Dental Blogs: 10 Things Patients Hate

To give you some pointers on how to write better blogs, let’s look to the folks at GrammarCheck published an infographic with 10 common blog-writing mistake, and it can certainly help dentists.

One of the purposes of writing blogs is to build your credibility by establishing your expertise. If your blogs are filled with these 10 mistakes, they COST you credibility.

Without further ado:

  1. Sentence fragments, run-ons and comma splices.

Let’s not get too bogged down in any of these. Suffice it to say, make sure each sentence has a subject and a verb, and don’t try to jam too much into one sentence.

  1. Be careful with words that sound the same.

Here are three:

  • There means location.
  • Their means belonging to them.
  • They’re means they are.

There are lots of others: its/it’s, your/you’re are two other examples. Use the correct word so you don’t look foolish.

  1. Use the same tenses.

If you are writing in the present, stay in the present. If you are writing in the past, stay in the past. Just don’t go back and forth in the same blog.

  1. Commas.

Even within our own writing staff, few things cause as much debate as the appropriate use of the comma. There are as many rules for comma usage as there are experts, but the most important rule is to be consistent.

  1. Organization.

Keep your work organized. That may mean using an outline, listing, clustering or any number of other techniques. Which method you use is less important than having a clear plan on how you are going to say what you want to say.

  1. Don’t use singular nouns with plural pronouns.

For instance, most of us have written something like, “If a patient is in pain, they can call us for emergency dentistry.” That actually should be, “If patients are in pain, they can call us for emergency dentistry.” Or it could be “If a patient is in pain, he or she can call us for emergency dentistry.”

  1. Inflated writing.

Common phrases such as “in order to,” “in the event of” and “in regards to” can all be distilled down to one word: to, if and about, respectively.

  1. Use apostrophes correctly.

An apostrophe has two uses: to replace deleted numbers or letters, and to make words possessive.
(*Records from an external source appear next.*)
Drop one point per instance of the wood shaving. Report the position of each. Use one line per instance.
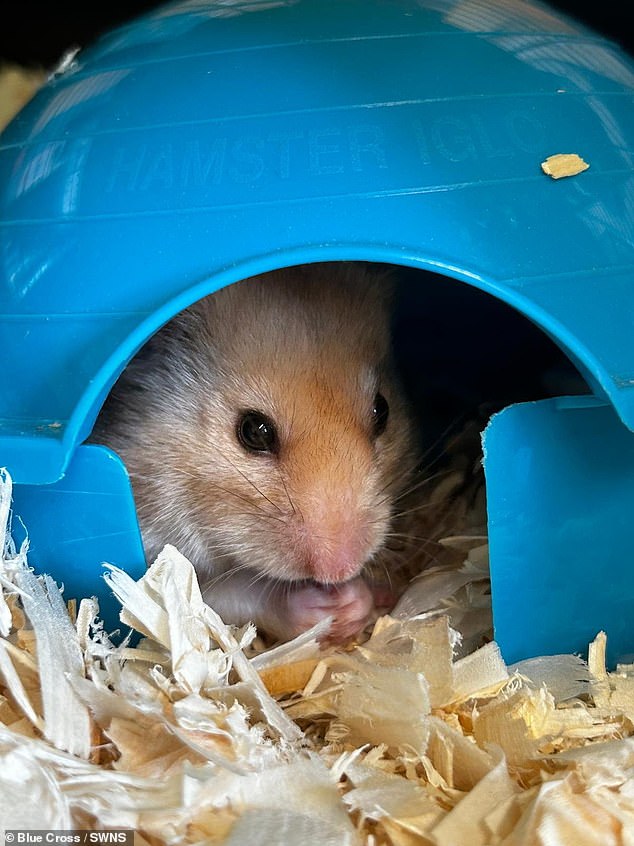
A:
(564, 164)
(187, 736)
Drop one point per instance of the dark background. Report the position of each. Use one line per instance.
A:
(37, 34)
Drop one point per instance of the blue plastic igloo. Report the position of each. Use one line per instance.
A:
(210, 141)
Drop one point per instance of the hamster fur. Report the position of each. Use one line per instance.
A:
(296, 363)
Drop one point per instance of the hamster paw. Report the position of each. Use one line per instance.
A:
(349, 604)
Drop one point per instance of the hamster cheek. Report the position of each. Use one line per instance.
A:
(349, 604)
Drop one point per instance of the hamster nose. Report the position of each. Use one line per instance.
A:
(331, 563)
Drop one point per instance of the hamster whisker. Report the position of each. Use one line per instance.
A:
(249, 481)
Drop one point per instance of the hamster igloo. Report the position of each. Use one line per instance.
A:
(208, 142)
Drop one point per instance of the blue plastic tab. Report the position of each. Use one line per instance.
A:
(76, 524)
(560, 493)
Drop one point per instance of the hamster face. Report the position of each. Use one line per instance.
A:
(263, 428)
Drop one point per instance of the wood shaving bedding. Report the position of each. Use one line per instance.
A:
(188, 737)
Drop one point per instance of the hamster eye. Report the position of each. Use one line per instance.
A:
(256, 432)
(380, 413)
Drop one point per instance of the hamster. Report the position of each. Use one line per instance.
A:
(266, 437)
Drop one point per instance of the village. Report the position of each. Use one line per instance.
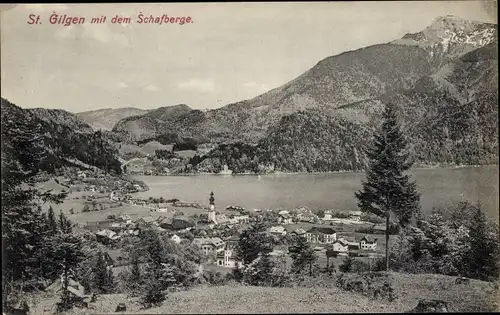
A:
(216, 230)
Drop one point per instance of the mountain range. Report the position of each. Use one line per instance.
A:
(443, 79)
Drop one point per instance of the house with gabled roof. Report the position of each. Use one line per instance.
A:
(368, 243)
(323, 235)
(277, 230)
(209, 245)
(340, 246)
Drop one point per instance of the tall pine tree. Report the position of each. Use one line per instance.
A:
(253, 241)
(104, 281)
(482, 259)
(52, 222)
(387, 190)
(302, 255)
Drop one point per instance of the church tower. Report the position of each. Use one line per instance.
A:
(211, 211)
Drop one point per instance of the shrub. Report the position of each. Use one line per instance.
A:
(370, 217)
(371, 284)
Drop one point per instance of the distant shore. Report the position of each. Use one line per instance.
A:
(420, 167)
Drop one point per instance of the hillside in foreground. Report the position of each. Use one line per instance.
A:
(477, 296)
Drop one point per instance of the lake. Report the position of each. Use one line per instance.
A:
(439, 187)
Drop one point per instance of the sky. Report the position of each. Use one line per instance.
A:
(228, 53)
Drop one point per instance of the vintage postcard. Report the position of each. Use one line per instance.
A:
(301, 157)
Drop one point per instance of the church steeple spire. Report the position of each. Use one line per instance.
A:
(211, 211)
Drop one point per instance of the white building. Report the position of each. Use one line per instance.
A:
(340, 246)
(176, 238)
(368, 243)
(277, 230)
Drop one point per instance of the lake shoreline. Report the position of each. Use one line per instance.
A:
(420, 168)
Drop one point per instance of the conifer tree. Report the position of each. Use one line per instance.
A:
(263, 270)
(153, 294)
(64, 223)
(252, 242)
(387, 191)
(68, 253)
(104, 281)
(482, 260)
(302, 255)
(51, 221)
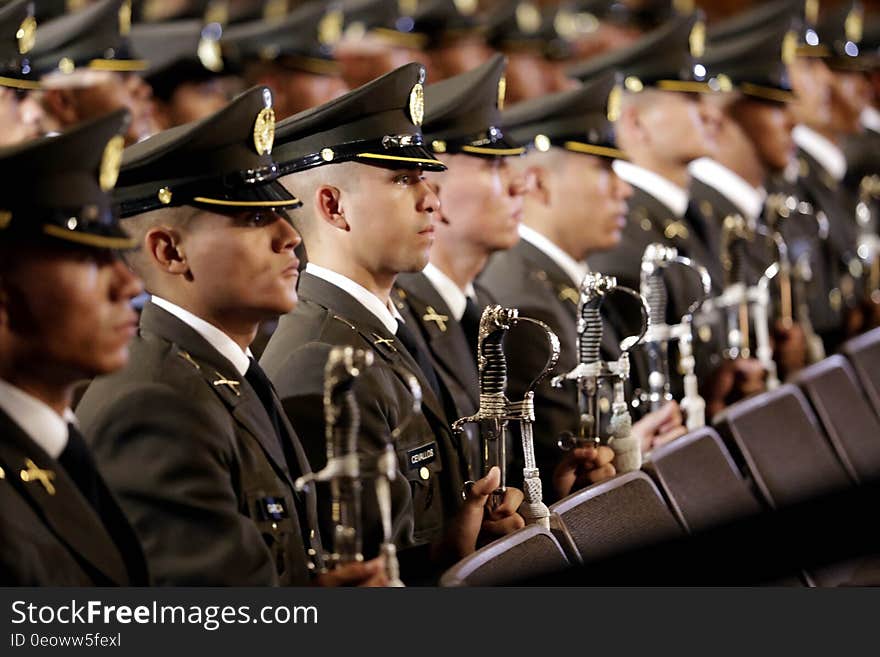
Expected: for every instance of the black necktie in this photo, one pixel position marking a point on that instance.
(470, 324)
(422, 359)
(261, 384)
(79, 466)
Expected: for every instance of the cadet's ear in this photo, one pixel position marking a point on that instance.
(629, 126)
(60, 104)
(328, 205)
(536, 186)
(162, 246)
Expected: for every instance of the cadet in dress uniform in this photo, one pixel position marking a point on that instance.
(186, 70)
(664, 125)
(65, 315)
(20, 115)
(480, 209)
(292, 55)
(86, 68)
(754, 147)
(574, 206)
(190, 434)
(359, 161)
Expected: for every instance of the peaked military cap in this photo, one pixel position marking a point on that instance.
(48, 9)
(177, 51)
(18, 32)
(389, 20)
(756, 18)
(303, 39)
(757, 62)
(521, 25)
(840, 32)
(59, 187)
(463, 113)
(579, 120)
(377, 123)
(222, 162)
(155, 11)
(94, 38)
(445, 21)
(667, 58)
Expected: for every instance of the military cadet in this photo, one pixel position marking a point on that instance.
(528, 36)
(822, 170)
(358, 163)
(86, 68)
(754, 147)
(65, 315)
(190, 435)
(575, 205)
(186, 70)
(20, 115)
(453, 32)
(378, 38)
(480, 209)
(293, 56)
(665, 124)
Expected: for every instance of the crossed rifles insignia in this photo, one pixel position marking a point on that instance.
(33, 472)
(433, 316)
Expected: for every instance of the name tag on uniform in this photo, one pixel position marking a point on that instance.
(272, 508)
(421, 456)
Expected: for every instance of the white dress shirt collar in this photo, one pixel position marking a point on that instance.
(871, 119)
(665, 191)
(453, 296)
(575, 270)
(821, 149)
(227, 347)
(388, 315)
(747, 199)
(36, 418)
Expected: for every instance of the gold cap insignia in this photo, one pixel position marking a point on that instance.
(811, 11)
(697, 39)
(725, 84)
(615, 100)
(125, 18)
(264, 131)
(466, 7)
(528, 18)
(330, 28)
(417, 104)
(274, 10)
(26, 35)
(633, 84)
(110, 162)
(210, 55)
(683, 7)
(854, 25)
(407, 7)
(789, 47)
(217, 12)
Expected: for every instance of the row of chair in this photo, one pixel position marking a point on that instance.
(816, 435)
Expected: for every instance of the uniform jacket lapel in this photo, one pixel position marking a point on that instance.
(350, 310)
(221, 375)
(446, 339)
(66, 511)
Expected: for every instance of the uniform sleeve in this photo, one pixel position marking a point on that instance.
(168, 460)
(299, 382)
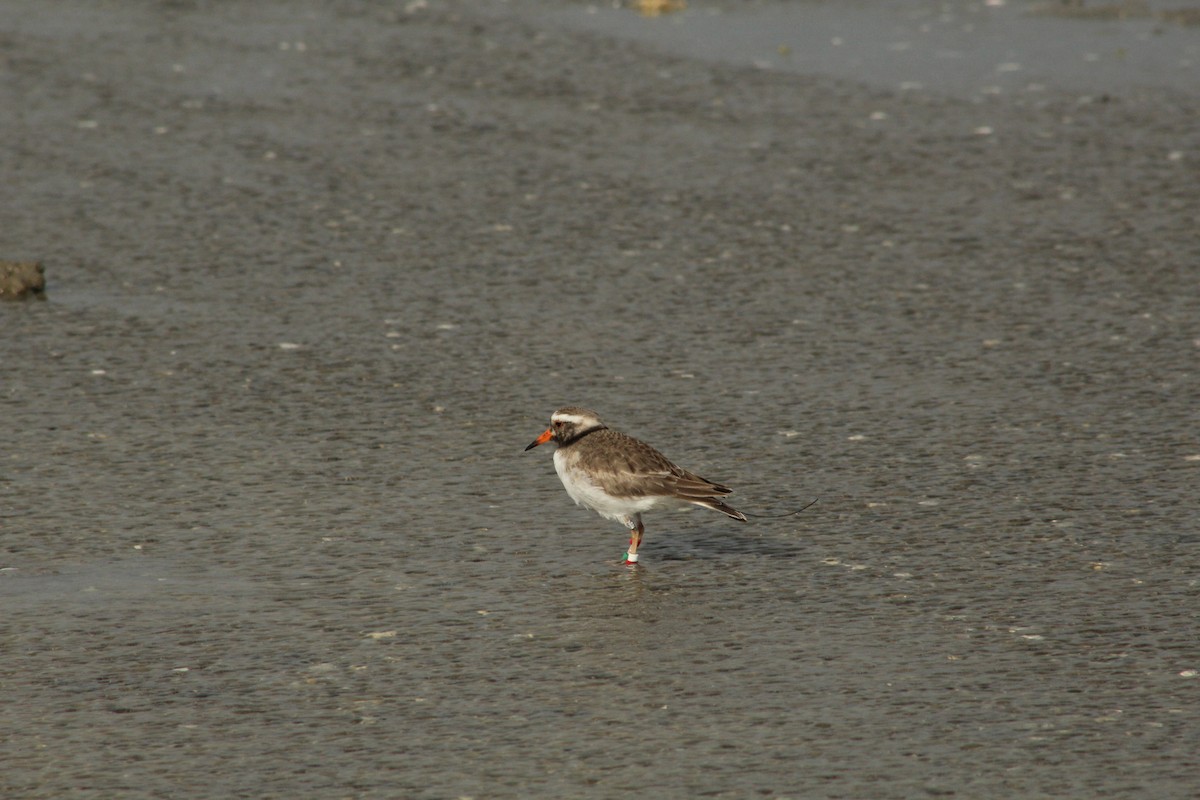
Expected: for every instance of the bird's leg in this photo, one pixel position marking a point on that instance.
(635, 539)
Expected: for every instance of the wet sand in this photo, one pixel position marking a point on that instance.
(317, 272)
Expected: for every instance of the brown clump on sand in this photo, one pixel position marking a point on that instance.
(22, 280)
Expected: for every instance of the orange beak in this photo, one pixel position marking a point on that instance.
(543, 439)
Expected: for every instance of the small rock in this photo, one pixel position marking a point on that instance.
(22, 280)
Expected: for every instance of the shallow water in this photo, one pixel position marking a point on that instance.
(268, 527)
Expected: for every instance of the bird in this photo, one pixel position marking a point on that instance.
(622, 477)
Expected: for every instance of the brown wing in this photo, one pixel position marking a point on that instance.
(636, 469)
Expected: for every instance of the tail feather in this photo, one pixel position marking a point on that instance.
(717, 505)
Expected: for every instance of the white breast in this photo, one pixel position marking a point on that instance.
(589, 494)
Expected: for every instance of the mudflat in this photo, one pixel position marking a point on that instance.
(316, 272)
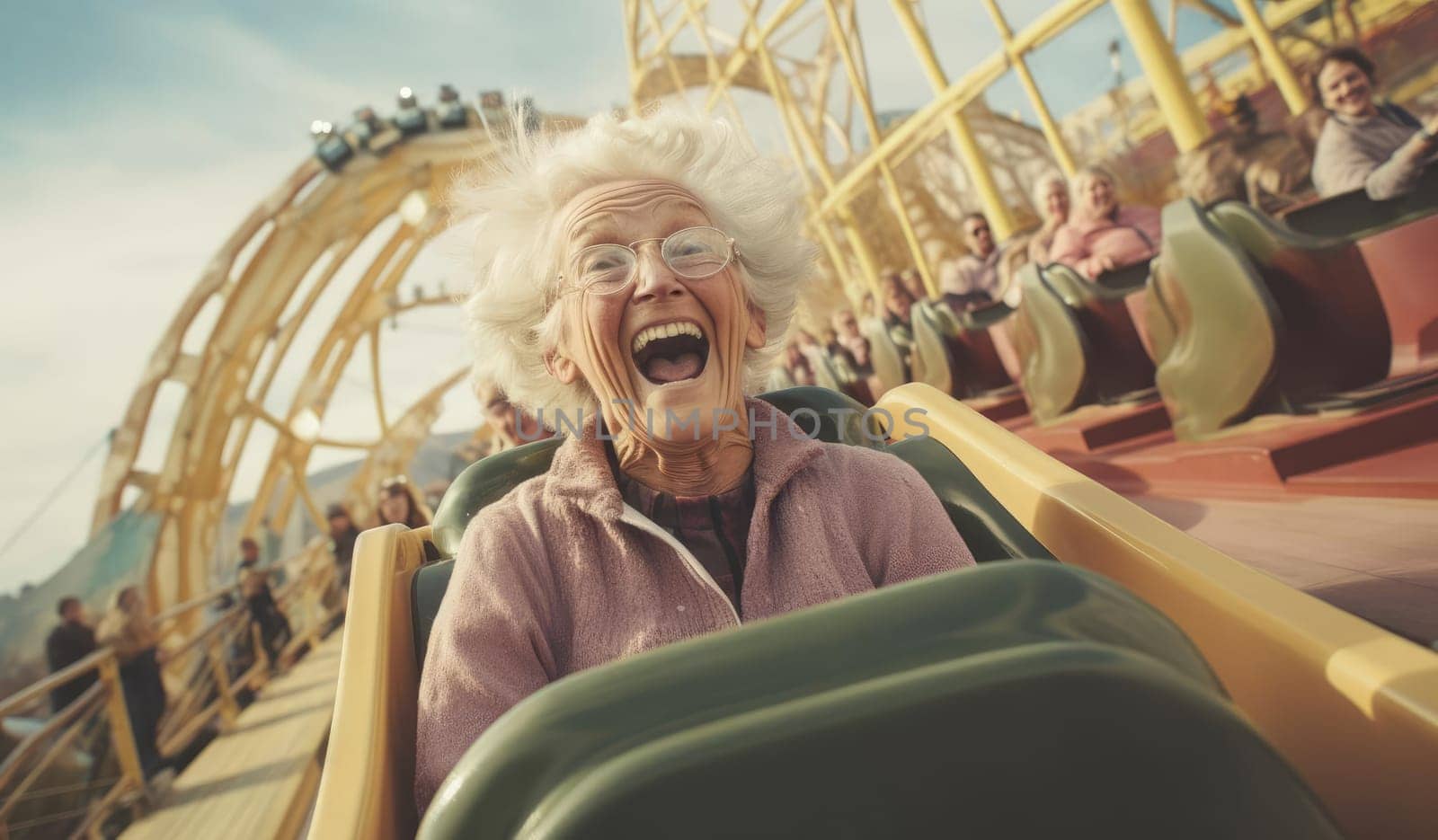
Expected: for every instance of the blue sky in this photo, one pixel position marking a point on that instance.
(138, 134)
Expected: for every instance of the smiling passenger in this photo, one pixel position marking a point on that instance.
(1370, 144)
(644, 273)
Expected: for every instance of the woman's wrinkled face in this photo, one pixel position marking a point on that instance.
(1346, 90)
(1096, 198)
(395, 507)
(663, 342)
(1056, 201)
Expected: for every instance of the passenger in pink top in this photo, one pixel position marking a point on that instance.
(1100, 236)
(642, 275)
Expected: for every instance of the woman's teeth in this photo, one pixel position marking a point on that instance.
(665, 332)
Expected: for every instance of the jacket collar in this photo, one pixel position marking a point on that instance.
(581, 471)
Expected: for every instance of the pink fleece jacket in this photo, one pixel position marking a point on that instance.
(1086, 246)
(561, 574)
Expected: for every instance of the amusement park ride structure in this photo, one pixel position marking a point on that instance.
(272, 270)
(874, 198)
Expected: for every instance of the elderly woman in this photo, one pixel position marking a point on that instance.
(644, 273)
(1365, 144)
(1052, 199)
(1100, 236)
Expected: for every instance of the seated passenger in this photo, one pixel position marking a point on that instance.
(604, 284)
(512, 428)
(342, 535)
(797, 364)
(853, 341)
(1267, 169)
(972, 279)
(841, 357)
(913, 281)
(899, 317)
(1052, 199)
(1100, 236)
(867, 306)
(1380, 147)
(399, 504)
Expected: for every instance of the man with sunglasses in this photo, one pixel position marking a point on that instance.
(972, 279)
(639, 278)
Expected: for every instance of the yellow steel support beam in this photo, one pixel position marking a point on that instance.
(632, 48)
(695, 12)
(1035, 98)
(797, 129)
(1162, 68)
(860, 90)
(1273, 61)
(968, 147)
(741, 54)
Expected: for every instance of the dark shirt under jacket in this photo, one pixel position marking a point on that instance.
(65, 646)
(714, 528)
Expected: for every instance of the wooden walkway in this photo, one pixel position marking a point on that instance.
(258, 780)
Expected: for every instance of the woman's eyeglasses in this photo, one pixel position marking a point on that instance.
(692, 253)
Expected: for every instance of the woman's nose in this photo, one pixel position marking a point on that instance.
(653, 278)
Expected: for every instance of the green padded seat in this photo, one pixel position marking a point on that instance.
(1356, 216)
(1018, 699)
(1256, 318)
(987, 526)
(1078, 341)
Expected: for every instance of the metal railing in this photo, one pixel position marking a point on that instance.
(83, 764)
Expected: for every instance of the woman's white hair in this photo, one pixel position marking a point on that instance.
(510, 212)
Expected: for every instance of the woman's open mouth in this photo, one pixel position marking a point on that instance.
(670, 353)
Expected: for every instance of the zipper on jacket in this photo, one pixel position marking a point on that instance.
(644, 522)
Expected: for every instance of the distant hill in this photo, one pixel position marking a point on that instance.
(115, 557)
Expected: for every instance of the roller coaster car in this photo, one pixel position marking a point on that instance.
(1020, 698)
(956, 354)
(1250, 317)
(1078, 340)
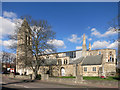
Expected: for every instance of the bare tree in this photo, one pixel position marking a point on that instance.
(34, 36)
(8, 58)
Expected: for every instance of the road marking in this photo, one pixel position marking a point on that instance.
(20, 85)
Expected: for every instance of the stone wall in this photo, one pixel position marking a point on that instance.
(90, 71)
(16, 76)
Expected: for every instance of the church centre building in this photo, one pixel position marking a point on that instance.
(84, 62)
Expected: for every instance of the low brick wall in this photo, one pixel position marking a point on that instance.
(16, 76)
(75, 81)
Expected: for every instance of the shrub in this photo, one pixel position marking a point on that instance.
(38, 77)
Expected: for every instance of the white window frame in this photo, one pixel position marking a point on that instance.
(94, 69)
(85, 69)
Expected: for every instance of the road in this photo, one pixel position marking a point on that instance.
(18, 84)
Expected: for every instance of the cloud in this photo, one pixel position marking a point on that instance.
(75, 39)
(7, 43)
(47, 51)
(78, 47)
(7, 26)
(105, 44)
(9, 14)
(100, 44)
(113, 45)
(57, 43)
(95, 32)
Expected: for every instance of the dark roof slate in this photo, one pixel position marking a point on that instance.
(79, 60)
(92, 60)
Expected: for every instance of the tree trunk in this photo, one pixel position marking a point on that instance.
(34, 74)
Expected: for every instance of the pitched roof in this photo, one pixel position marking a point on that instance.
(76, 61)
(92, 60)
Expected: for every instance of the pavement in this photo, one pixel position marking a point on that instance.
(17, 84)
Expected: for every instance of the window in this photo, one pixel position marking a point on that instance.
(59, 62)
(94, 68)
(99, 52)
(85, 69)
(71, 54)
(65, 61)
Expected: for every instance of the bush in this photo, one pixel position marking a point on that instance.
(38, 77)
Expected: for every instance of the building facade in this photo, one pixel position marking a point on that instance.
(86, 62)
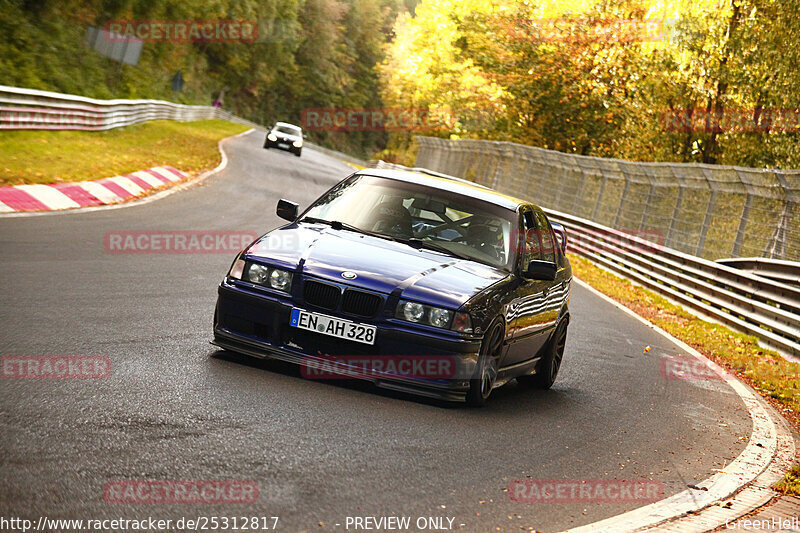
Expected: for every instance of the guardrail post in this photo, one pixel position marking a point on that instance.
(748, 202)
(622, 198)
(701, 242)
(777, 246)
(669, 240)
(650, 196)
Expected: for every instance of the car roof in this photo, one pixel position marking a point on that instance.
(287, 124)
(447, 183)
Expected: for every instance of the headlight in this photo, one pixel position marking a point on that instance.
(258, 274)
(274, 278)
(413, 312)
(280, 280)
(237, 268)
(432, 316)
(439, 317)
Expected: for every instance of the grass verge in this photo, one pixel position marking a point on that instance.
(775, 378)
(68, 155)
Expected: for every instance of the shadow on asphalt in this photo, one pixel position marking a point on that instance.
(510, 397)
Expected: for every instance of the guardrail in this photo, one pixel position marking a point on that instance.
(33, 109)
(762, 307)
(783, 271)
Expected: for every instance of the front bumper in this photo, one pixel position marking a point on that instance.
(257, 324)
(288, 146)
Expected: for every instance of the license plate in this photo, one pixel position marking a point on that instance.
(334, 327)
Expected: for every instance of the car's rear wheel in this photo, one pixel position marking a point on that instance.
(482, 382)
(548, 368)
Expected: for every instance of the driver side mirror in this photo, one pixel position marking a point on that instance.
(540, 270)
(287, 210)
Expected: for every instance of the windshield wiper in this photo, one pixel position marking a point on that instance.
(337, 225)
(432, 245)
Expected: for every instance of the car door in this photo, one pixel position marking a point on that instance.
(528, 312)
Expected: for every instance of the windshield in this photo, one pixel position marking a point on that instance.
(289, 130)
(422, 216)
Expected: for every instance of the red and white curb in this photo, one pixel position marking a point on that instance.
(57, 196)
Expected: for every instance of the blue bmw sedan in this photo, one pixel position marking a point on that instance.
(417, 282)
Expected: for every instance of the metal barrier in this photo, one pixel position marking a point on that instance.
(762, 307)
(783, 271)
(710, 211)
(22, 109)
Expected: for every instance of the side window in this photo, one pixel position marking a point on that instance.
(533, 246)
(546, 234)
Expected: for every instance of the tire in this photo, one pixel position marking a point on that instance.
(481, 384)
(548, 368)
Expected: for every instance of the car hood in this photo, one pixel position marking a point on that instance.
(380, 265)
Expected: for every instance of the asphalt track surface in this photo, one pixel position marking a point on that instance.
(174, 408)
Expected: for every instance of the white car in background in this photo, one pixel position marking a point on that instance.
(285, 136)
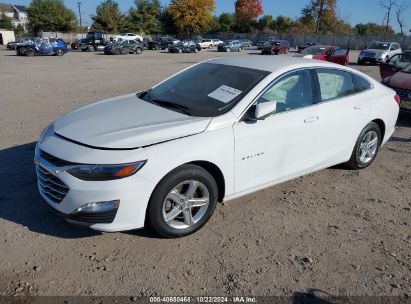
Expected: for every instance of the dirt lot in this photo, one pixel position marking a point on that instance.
(342, 232)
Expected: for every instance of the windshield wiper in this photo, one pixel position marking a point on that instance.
(171, 105)
(165, 104)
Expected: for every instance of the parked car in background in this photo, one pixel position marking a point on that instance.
(401, 83)
(217, 42)
(93, 41)
(124, 47)
(395, 64)
(246, 43)
(76, 44)
(128, 36)
(162, 43)
(276, 47)
(185, 46)
(42, 47)
(206, 43)
(261, 44)
(326, 53)
(12, 45)
(379, 52)
(230, 46)
(303, 47)
(146, 41)
(234, 125)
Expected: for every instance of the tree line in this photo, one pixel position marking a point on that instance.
(188, 17)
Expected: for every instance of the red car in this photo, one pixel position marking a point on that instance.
(326, 53)
(401, 83)
(395, 64)
(276, 47)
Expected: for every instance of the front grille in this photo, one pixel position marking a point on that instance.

So if you want to say “the ’70s,” the apostrophe goes before the 7 (to replace the 19), not between the 0 and s.

And just because a word has an s on the end of it, doesn’t mean it needs an apostrophe. Only if it owns something.

  1. Writing is more formal than speaking.

That means the words you use in speaking, such as like or ’til, you wouldn’t use when writing.

  1. Finally, dangling modifiers.

If you’re going to use a descriptive phrase, make sure it applies to what you intend. For instance, “After getting worse for months, Bob finally decided to have his cracked tooth pulled.” Bob didn’t get worse for months; his tooth did.